The winner of virtually every “Don’t Let This Happen To You” branding award given since the mid-1980’s, Ayds dietary supplement did very well in the 1970’s and early 80’s. Of course, the breakout of the terrible AIDS virus put an end to that.
While the spread of this disease certainly wasn’t the fault of the leadership at Ayds, their response, or lack thereof, certainly was. What did they do to disassociate their product with the AIDS virus? They named it “Diet Ayds.” Genius. Surprisingly, they’re no longer open.

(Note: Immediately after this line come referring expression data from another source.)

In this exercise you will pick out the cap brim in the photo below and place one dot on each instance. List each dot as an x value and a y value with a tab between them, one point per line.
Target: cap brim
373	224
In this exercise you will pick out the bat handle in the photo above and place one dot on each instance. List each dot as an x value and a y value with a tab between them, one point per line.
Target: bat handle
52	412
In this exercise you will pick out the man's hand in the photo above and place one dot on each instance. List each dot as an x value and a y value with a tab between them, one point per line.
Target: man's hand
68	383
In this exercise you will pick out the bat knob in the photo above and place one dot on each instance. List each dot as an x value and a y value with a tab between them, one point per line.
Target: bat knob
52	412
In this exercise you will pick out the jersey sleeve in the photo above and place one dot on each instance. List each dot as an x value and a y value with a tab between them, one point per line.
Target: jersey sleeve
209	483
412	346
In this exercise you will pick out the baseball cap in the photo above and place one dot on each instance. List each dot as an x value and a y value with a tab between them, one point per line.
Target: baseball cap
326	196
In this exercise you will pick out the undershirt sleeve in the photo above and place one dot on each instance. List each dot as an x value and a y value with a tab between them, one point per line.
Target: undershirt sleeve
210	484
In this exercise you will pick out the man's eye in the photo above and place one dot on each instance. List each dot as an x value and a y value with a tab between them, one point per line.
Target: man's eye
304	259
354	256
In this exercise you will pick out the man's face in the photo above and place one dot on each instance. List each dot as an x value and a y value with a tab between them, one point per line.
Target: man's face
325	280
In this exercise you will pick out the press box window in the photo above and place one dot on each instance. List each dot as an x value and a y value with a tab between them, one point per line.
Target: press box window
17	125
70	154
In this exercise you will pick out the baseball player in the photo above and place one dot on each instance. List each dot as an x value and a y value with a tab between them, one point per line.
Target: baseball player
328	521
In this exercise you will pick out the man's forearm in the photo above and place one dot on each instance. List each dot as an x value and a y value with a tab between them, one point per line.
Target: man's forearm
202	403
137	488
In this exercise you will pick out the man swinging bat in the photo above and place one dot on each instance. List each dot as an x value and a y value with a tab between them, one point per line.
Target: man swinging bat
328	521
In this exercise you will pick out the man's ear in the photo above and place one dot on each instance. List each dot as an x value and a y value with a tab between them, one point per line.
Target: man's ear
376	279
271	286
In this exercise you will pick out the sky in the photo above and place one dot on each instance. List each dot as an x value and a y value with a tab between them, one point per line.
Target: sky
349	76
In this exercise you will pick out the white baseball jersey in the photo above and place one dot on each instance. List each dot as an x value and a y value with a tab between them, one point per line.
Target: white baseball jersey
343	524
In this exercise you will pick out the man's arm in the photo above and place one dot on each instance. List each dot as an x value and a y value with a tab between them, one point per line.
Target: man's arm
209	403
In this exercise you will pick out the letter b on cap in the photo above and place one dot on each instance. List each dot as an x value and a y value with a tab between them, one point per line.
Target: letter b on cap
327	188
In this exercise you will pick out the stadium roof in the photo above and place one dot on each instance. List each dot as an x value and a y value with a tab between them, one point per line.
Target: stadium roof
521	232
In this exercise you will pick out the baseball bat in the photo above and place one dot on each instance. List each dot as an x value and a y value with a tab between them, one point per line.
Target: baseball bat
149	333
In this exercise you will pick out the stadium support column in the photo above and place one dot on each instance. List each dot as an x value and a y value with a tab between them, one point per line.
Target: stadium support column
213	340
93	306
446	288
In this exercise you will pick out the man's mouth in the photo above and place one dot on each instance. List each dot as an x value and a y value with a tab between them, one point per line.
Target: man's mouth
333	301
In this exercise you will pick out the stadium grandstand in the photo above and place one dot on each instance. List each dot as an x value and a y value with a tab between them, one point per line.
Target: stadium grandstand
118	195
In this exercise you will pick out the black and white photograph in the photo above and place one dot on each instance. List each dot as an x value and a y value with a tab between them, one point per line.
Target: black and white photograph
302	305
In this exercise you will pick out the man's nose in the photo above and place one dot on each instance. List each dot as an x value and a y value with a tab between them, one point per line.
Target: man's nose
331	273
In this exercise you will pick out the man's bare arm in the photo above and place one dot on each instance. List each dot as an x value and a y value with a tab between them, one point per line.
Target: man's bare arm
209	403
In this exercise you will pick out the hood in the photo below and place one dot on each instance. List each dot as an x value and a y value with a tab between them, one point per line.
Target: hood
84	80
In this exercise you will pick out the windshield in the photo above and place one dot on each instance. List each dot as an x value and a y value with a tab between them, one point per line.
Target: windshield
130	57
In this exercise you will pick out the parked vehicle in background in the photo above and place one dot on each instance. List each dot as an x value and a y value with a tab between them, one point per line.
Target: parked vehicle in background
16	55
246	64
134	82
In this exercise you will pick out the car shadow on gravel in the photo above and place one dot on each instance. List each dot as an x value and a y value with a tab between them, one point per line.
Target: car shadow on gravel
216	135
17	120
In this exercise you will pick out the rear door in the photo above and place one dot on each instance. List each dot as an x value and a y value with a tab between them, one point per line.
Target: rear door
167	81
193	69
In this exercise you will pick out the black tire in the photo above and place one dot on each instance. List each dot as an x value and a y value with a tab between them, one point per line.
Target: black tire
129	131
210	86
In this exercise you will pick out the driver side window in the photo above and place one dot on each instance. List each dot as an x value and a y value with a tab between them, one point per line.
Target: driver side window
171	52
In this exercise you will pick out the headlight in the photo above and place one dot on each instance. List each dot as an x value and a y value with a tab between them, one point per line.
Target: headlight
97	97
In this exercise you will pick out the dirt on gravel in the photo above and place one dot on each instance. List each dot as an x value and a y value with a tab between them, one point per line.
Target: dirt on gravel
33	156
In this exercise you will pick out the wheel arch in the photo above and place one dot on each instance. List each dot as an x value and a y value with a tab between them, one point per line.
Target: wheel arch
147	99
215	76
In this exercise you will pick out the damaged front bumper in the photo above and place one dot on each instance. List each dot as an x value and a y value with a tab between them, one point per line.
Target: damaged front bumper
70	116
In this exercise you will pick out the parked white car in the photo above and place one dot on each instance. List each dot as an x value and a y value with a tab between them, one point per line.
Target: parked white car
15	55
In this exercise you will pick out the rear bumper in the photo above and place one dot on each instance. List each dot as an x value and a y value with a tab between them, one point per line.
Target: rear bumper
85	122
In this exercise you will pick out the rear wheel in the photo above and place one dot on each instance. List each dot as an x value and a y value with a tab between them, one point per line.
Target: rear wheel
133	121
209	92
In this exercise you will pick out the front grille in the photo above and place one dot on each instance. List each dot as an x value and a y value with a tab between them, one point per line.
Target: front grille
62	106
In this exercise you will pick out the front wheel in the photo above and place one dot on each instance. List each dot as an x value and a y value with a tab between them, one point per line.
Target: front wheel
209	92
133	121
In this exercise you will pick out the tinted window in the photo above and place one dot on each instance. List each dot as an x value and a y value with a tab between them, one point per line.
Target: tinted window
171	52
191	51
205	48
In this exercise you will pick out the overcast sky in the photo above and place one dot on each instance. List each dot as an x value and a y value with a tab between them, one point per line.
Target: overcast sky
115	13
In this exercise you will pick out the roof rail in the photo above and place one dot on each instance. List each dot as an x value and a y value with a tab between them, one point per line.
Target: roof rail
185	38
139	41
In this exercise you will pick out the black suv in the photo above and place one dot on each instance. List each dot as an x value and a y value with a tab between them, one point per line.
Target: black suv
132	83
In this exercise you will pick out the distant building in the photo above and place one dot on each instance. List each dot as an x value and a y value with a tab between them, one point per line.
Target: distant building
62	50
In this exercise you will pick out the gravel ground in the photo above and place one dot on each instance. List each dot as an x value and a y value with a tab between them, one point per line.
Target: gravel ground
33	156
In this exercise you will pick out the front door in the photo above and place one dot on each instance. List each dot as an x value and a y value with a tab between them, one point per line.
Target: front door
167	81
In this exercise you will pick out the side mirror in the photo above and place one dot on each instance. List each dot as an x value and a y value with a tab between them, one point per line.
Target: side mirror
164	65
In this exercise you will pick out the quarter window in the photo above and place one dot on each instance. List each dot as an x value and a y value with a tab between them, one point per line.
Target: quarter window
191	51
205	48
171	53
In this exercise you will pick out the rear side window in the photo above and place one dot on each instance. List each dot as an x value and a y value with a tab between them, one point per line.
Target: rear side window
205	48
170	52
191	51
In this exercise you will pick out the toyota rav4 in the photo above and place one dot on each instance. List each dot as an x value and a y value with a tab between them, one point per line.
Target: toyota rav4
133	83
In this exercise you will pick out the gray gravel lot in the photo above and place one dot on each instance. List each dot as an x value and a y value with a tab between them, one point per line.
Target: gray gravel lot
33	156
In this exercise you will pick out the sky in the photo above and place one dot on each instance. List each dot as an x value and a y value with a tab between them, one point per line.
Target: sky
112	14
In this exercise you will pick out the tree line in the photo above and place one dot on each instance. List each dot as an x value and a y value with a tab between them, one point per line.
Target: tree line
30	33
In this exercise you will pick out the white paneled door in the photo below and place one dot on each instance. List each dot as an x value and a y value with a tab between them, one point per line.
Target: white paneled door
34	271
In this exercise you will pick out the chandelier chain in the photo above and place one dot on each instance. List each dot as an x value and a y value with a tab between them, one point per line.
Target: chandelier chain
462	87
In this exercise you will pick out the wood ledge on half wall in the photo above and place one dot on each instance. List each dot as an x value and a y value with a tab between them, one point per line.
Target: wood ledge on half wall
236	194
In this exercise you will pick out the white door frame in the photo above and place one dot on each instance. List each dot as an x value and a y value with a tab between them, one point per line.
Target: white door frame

I honestly had no idea about this story until I went to get a Coke at the hospital when my son was being born and saw the picture below advertising the fact that I could get a free drink when I pay with ISIS. Seriously. This was still on a vending machine in the North Atlanta hospital where my son was born in February… 2015. PS I know the picture’s blurry. Sorry – I was working with about 2 hours of sleep in 72 hours.
Just picture it. you start a business, you get some traction, you get backing from large companies, and then you find out that you happen to share a name with the world’s most notorious terror cell. I can picture some poor marketing exec getting up, brushing his teeth ready to face the day, turning on the news… and crawling back in bed.
To it’s credit though, ISIS didn’t take the Ayds route and doggedly stick to their guns. They changed their name to Softcard and were recently bought out by Google to power the Google Wallet app– proving that you can come back from an epic branding failure.
What are some of your favorite #brandingfails?